Ex-Slaughter, Linklaters Lawyers Fail to Dismiss LawsuitDouglas Wong
A former Slaughter and May lawyer and her boyfriend who worked for Linklaters LLP lost a bid to dismiss a Hong Kong Securities and Futures Commission lawsuit alleging they used inside information to trade shares.
Young Bik Fung, Lee Kwok Wa and his two sisters made HK$2.9 million ($374,000) trading shares of Hsinchu International Bank ahead of a takeover offer by Standard Chartered Plc and of Asia Satellite Telecommunications Ltd. before a privatization offer, the SFC says.
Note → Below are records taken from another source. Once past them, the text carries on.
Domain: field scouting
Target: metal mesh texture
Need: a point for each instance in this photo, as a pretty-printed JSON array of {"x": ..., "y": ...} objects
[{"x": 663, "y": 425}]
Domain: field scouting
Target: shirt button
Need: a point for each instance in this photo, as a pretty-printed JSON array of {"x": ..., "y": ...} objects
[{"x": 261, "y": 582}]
Hong Kong High Court Judge Anthony Chan yesterday dismissed their application to strike out the SFC’s lawsuit on grounds including that the regulator lacked jurisdiction as the trading of Hsinchu shares took place in Taiwan. The four said they bought the shares of the two companies in 2006 and 2007 without any inside information.
Maurice Lee, a lawyer for the four, didn’t immediately respond to an e-mail requesting comment. Neil Hyman, a partner at Slaughter and May in Hong Kong, declined to comment on the case.
Lee Kwok Wa “left this firm in 2007,” Amanda Clarke, a spokeswoman for Linklaters in Hong Kong, said by e-mail. “We have no comment to make on his personal legal proceedings.”
The SFC, which is asking the court to order the four to disgorge any profits and pay damages, won confirmation of its power to independently sue parties suspected of market misconduct at Hong Kong’s top court this year.
The regulator said in a statement yesterday that its allegation in the Hsinchu case is for fraud rather than insider trading because the trades took place in Taiwan. The case was delayed by the appeal to Hong Kong’s top court, it said.
Young, who worked on the Hsinchu Bank offer while assigned to Standard Chartered by Slaughter and May, tipped off Lee and his sisters to buy the shares before the deal was announced, the SFC said. Lee was working at Linklaters while it was advising Citic Group on the proposed privatization of Asia Satellite, the regulator said.
Young and Lee’s sisters accounted for 73 percent of the trading of the company’s shares the day the deal was announced, the SFC said.
The case is Securities & Futures Commission v Young Bik Fung et al. HCMP2575/2010 in Hong Kong’s Court of First Instance.